Would you say that this is a good description of Suddenly Hominids but you don’t expect that to happen again, or that this is a bad description of hominids?

• It’s not a description of hominids at all, no one spent any money on R&D.

I think there are analogies where this would be analogous to hominids (which I think are silly, as we discuss in the next part of this transcript). And there are analogies where this is a bad description of hominids (which I prefer).

• Spending money on R&D is essentially the expenditure of resources in order to explore and optimize over a promising design space, right? That seems like a good description of what natural selection did in the case of hominids.
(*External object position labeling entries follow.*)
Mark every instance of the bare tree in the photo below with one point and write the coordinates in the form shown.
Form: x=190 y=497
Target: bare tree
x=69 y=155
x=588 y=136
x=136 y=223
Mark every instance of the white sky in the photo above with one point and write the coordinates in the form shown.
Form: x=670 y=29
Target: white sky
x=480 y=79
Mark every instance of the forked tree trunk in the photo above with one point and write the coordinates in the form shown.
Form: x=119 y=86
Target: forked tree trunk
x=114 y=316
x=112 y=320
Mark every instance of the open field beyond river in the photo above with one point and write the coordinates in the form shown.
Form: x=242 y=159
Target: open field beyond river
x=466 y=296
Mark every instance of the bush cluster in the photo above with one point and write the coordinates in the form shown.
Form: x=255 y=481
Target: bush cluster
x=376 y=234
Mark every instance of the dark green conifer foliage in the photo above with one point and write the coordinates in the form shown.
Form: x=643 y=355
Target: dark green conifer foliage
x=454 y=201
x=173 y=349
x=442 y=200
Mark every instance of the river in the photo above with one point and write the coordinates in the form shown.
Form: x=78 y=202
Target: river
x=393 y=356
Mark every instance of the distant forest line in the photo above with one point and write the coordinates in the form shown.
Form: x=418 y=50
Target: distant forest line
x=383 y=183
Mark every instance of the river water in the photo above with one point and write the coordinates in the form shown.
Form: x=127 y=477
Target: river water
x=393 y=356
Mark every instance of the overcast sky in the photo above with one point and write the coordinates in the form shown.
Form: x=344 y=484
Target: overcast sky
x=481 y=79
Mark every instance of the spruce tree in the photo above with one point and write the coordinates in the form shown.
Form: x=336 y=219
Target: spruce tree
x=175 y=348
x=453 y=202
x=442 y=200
I imagine this still sounds silly to you, but I’m not sure why. My guess is that you think natural selection isn’t relevantly similar because it didn’t deliberately plan to allocate resources as part of a long bet that it would pay off big.
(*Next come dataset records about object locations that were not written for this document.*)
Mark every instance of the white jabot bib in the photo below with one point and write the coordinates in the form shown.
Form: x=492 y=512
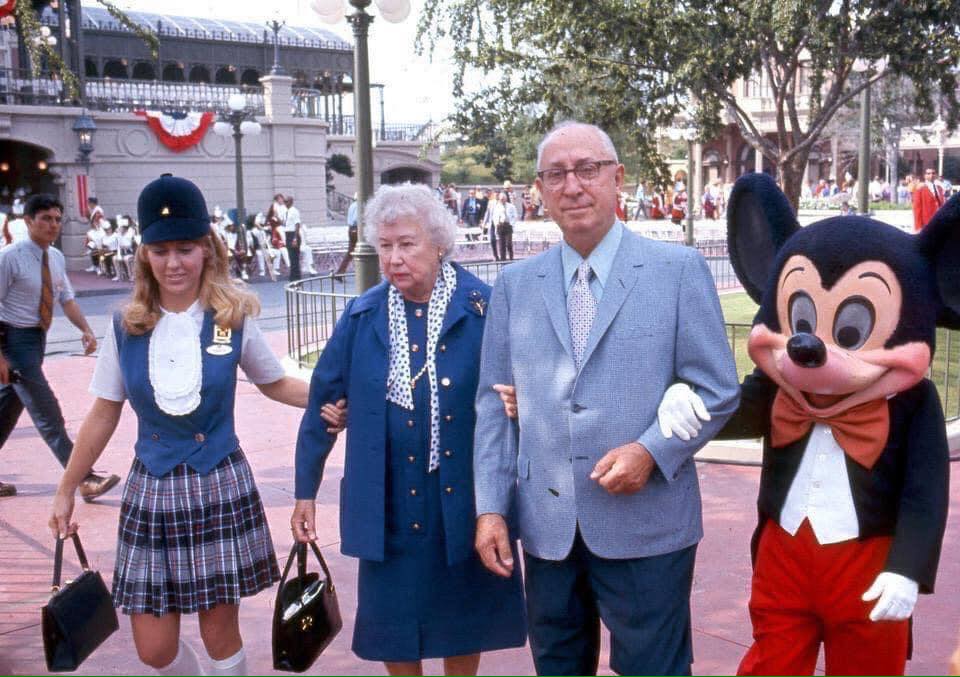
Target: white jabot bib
x=176 y=363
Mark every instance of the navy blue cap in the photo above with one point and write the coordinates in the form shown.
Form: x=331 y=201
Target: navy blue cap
x=172 y=208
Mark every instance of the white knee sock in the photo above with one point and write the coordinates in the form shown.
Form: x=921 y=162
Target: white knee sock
x=233 y=665
x=185 y=663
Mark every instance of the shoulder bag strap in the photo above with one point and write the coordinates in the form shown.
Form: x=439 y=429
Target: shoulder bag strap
x=58 y=560
x=323 y=563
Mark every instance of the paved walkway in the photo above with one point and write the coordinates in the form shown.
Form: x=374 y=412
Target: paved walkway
x=267 y=430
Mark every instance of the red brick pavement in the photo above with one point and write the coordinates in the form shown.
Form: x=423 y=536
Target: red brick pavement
x=267 y=431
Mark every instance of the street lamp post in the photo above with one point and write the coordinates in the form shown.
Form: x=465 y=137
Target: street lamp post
x=237 y=122
x=688 y=134
x=85 y=128
x=332 y=11
x=275 y=26
x=863 y=162
x=939 y=127
x=868 y=69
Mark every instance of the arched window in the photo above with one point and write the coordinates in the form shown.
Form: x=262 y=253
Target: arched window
x=116 y=69
x=226 y=75
x=173 y=72
x=200 y=74
x=144 y=70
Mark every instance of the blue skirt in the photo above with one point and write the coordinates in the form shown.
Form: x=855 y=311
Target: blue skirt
x=413 y=605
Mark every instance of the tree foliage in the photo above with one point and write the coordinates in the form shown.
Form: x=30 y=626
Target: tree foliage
x=27 y=12
x=466 y=165
x=637 y=66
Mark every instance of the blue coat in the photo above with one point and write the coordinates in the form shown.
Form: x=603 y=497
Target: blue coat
x=354 y=365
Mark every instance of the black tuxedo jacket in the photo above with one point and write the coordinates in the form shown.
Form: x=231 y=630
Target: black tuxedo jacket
x=906 y=493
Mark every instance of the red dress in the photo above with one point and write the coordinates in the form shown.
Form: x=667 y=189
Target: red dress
x=926 y=202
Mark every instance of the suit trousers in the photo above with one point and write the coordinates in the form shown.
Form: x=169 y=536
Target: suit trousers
x=23 y=350
x=645 y=602
x=804 y=594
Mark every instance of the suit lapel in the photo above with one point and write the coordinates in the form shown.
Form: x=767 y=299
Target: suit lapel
x=381 y=321
x=554 y=297
x=622 y=278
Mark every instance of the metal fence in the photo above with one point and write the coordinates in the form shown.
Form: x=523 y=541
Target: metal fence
x=314 y=306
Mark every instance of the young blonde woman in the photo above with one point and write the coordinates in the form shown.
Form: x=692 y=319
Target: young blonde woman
x=193 y=537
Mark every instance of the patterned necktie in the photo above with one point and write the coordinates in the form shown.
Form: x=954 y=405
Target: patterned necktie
x=581 y=309
x=46 y=293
• I think natural selection has lots of similarities to R&D, but (i) there are lots of ways of drawing the analogy, (ii) some important features of R&D are missing in evolution, including some really important ones for fast takeoff arguments (like the existence of actors who think ahead).

If someones wants to spell out why they think evolution of hominids means takeoff is fast then I’m usually happy to explain why I disagree with their particular analogy. I think this happens in the next discord log between me and Eliezer.

• My uncharitable read on many of these domains is that you are saying “Sure, I think that Paul might have somewhat better forecasts than me on those questions, but why is that relevant to AGI?”

In that case it seems like the situation is pretty asymmetrical. I’m claiming that my view of AGI is related to beliefs and models that also bear on near-term questions, and I expect to make better forecasts than you in those domains because I have more accurate beliefs/​models. If your view of AGI is unrelated to any near-term questions where we disagree, then that seems like an important asymmetry.

• Inevitably, you can go back afterwards and claim it wasn’t really a surprise in terms of the abstractions that seem so clear and obvious now, but I think it was surprised then

It seems like you are saying that there is some measure that was continuous all along, but that it’s not obvious in advance which measure was continuous. That seems to suggest that there are a bunch of plausible measures you could suggest in advance, and lots of interesting action will be from changes that are discontinuous changes on some of those measures. Is that right?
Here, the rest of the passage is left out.